Democracia Cristã diz que MPE pediu impugnação da candidatura de Chico Preto

foto: reprodução/Facebook

O partido Democracia Cristã, emitiu uma nota no início da noite desta quinta (1º), informando que o Ministério Público do Estado do Amazonas (MPE-AM) pediu impugnação da candidatura de Chico Preto, para disputar as eleições para prefeito de Manaus este ano.

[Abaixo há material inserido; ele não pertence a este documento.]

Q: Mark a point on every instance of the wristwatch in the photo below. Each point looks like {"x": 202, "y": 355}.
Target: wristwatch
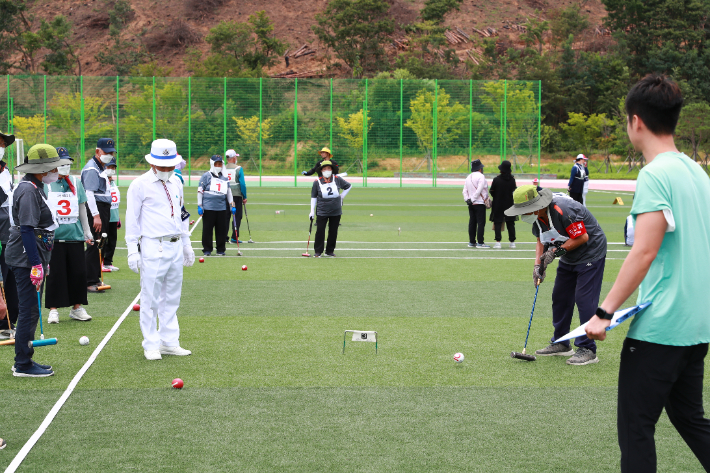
{"x": 602, "y": 314}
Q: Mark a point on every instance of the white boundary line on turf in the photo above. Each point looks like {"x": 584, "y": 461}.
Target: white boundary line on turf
{"x": 25, "y": 450}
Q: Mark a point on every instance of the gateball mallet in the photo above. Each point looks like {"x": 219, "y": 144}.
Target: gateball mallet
{"x": 310, "y": 229}
{"x": 523, "y": 355}
{"x": 248, "y": 227}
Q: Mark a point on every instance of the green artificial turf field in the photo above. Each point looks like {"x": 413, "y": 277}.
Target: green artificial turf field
{"x": 268, "y": 388}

De acordo com a nota pública, o pedido tem como base um assassinato do sargento José Cláudio da Silva, o Caju, que segundo o candidato, era amigo da família e foi morto na companhia da esposa de Chico Preto. Por outro lado, o texto argumenta que os entraves eleitorais envolvendo o crime, já teriam sido resolvidos em 2017. A nota transmite o profundo descontentamento de Chico Preto.

Ministério Público

Por meio de nota, o Ministério Público Eleitoral, confirmou que por intermédio do Promotor Eleitoral Francisco Lázaro de Morais Campos, da 1ª Zona Eleitoral, propôs Ação de impugnação de Registro de Candidatura, junto ao Juízo Eleitoral Presidente do Pleito na cidade de Manaus, do candidato a prefeito da capital, Marco Antônio Souza Ribeiro da Costa (Chico Preto).

O MPE sustenta, na ação, que o candidato se encontra inelegível haja vista que foi condenado por conduta vedada nos autos do Processo TRE/AM nº 2237- 2.2014.6.04.0000, em decisão colegiada publicada em 11/07/2017, a qual somente não aplicou a cassação de diploma em razão da não eleição do Requerente na disputa de cargo majoritário naquela oportunidade, conforme expressamente consignado na decisão.

O promotor eleitoral sustenta, ainda, que o candidato condenado está inelegível por oito anos, a contar da data da condenação. Dessa forma, o MPE requereu ao TRE a impugnação da candidatura de Chico Preto.

Para consulta no site do TRE: número do processo 0600051-41.2020.6.04.0001

Leia a nota completa do partido Democracia Cristã:

Nota pública

Pedido de impugnação da candidatura Chico Preto 27

Diante de decisão absolutamente injusta o candidato a prefeito de Manaus, Chico Preto,
recebe com indignação o pedido de impugnação da candidatura pelo MPE, usando
como base uma questão judicial resolvida em 2017.

O episódio utilizado como justificativa é o assassinato do sargento José Cláudio da Silva,
o Caju, amigo de longa data do então deputado Chico Preto e sua família. É importante
ressaltar que o sargento foi assassinado por dois criminosos enquanto acompanhava a
esposa de Chico Preto, na condição de amigo próximo da família.

Em 2017, Chico Preto entrou em acordo com o TRE para pagar multa referente ao
episódio, NÃO havendo qualquer implicação de prática criminosa. Como ficha limpa,
Chico pôde disputar em 2018 eleições estaduais como candidato a vice-governador.

Agora, em 2020, na mesma condição de ficha limpa, o MPE de maneira parcial e
completamente duvidosa indica impugnar sua candidatura a prefeito de Manaus sem
haver qualquer mudança no entendimento de que NÃO houve prática criminosa por
parte de Chico Preto.

Com o atual cenário, fica evidente o viés persecutório por parte de setores que se
sentem ameaçados em virtude de uma candidatura totalmente desvinculada das
práticas corruptas de troca de apoios e de favores com o dinheiro dos cidadãos,
principalmente por meio da propina e superfaturamento de obras na prefeitura de
Manaus.

Por fim, a assessoria de imprensa informa que o candidato Chico Preto irá confrontar
com todos os meios possíveis a opinião do promotor Francisco Campos do Ministério
Público Estadual para que a candidatura seja preservada.